Enzyme therapy for exocrine insufficiency.

Product	Formulation	Lipase content/capsule or pill
Zenpep®	Enteric-coated porcine	3,000, 5,000, 10,000, 15,000, 20,000, 25,000, 40,000
Creon®	Enteric-coated porcine	3,000, 6,000, 12,000, 24,000, 36,000
Pancreaze®	Enteric-coated porcine	4,200, 10,500, 16,800, 21,000
Pertzye®	Enteric-coated porcine with bicarbonate	4,000, 8,000, 16,000
Viokace®	Non-enteric-coated porcine tablet *	10,440, 20,880

*Needs to be co-administered with an H2 blocker or proton pump inhibitor

Management of endocrine insufficiency

Diabetes has been recognized as a secondary complication of various pancreatic disorders such as AP and CP as well as pancreatic cancer [88]. Diabetes secondary to pancreatic disease is commonly referred to as pancreatogenic diabetes or type 3c diabetes mellitus (DM). More than half of all patients with CP develop DM [89] due to the loss of complete islet cell mass, not just beta cells as in type 1 DM, or due to insulin resistance as in type 2 DM. The diagnosis of diabetes in CP patients relies on the same criteria as for all forms of diabetes: fasting plasma glucose level ≥126 mg/dL, 2-hour oral glucose tolerance test result >200 mg/dL, or hemoglobin A1c ≥6.5%. It is reasonable to repeat these tests on a yearly basis.

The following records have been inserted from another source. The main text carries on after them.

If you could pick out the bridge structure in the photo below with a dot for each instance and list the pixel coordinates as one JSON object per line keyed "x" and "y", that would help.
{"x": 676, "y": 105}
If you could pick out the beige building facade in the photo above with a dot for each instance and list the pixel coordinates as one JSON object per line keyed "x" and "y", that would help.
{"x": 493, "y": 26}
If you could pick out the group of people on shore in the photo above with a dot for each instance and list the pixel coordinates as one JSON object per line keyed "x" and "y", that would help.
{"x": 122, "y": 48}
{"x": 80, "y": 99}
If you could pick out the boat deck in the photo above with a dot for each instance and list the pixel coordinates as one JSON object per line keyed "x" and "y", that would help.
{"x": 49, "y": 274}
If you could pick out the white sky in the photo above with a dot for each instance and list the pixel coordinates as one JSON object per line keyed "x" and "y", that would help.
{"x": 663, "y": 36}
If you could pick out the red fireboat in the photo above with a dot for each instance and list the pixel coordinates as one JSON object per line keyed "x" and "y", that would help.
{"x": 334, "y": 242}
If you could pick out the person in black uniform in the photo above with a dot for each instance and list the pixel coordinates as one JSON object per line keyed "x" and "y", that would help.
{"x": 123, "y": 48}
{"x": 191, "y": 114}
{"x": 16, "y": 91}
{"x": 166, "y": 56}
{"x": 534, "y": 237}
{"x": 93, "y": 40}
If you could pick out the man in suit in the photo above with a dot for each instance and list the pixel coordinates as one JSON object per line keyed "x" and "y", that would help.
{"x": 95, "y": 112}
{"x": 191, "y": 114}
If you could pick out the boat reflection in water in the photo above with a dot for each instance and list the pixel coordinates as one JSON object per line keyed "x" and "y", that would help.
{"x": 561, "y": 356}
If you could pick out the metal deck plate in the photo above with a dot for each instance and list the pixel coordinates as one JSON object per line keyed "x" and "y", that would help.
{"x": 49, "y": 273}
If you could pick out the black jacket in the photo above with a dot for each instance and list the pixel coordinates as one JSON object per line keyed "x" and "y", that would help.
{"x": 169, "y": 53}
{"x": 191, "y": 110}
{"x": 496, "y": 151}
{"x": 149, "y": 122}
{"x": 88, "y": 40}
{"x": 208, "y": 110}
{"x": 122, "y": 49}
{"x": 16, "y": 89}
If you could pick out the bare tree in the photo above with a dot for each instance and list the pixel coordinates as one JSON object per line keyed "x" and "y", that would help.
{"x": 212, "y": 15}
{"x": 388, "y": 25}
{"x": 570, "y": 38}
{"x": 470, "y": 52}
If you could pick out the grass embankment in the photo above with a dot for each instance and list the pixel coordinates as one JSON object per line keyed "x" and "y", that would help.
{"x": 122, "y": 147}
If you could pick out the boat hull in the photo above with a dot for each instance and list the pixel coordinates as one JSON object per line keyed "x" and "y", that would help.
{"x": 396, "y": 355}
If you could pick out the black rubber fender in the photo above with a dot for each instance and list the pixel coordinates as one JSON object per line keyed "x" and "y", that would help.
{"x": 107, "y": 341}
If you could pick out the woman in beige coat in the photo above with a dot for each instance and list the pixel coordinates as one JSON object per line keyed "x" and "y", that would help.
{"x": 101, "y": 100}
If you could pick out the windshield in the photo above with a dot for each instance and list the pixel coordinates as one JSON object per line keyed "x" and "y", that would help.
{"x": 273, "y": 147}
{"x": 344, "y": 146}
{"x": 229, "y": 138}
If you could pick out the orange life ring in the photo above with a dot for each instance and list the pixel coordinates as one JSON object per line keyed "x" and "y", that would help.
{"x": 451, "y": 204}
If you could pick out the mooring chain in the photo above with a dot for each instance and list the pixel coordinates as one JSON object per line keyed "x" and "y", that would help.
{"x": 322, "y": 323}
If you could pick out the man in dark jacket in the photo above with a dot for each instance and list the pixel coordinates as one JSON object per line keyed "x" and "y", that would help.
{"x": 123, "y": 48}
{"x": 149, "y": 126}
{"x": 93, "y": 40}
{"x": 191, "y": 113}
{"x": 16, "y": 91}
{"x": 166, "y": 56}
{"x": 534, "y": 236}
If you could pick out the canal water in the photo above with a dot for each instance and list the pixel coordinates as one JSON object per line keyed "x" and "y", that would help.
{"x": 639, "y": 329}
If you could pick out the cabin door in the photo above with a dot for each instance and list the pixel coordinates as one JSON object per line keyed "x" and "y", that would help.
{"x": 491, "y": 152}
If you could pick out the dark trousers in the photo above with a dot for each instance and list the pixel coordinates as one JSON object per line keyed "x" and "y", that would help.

A unique characteristic of patients with type 3c diabetes is that they lose counter-regulatory hormones, such as glucagon and pancreatic polypeptide, and are more susceptible to hypoglycemia [90]. Type 3c diabetes also puts patients at a particularly high risk of developing secondary pancreatic carcinoma [2]. The use of an insulin-sensitizing agent such as metformin may reduce the risk of cancer in these patients [39]. Associated malabsorption due to PEI often releases higher levels of gut hormones including GLP-1; therefore, the effectiveness of insulin secretagogues and incretin drugs is very low [91, 92]. Treatment requires PERT to maximize incretin secretion and nutritional status in addition to diabetic medications and early referral to an endocrinologist for this brittle form of diabetes [30, 90].

Conclusion

The etiology of CP has traditionally been classified as alcohol, hereditary, obstructive, hyperlipidemia, and idiopathic. Data indicate that AP progresses to RAP then to CP in a disease continuum. However, not all AP becomes recurrent, and not all RAP progresses to CP. Whether AP proceeds to RAP and to CP is determined by a multitude of risk factors, including exposure to alcohol, smoking, hereditary mutations, ductal obstruction, and autoimmune factors. Increased knowledge regarding these etiologies has enhanced our understanding of the disease and changed our approach to the diagnosis and management of this elusive disease. Current management of CP involves patient education, counseling regarding alcohol and tobacco abstinence, a multidisciplinary team approach to pain management, medical treatment of PEI, addressing malnutrition and osteoporosis, and adjustment of PERT and diabetic agents. In a carefully selected subset of patients, endoscopic and surgical intervention may be appropriate.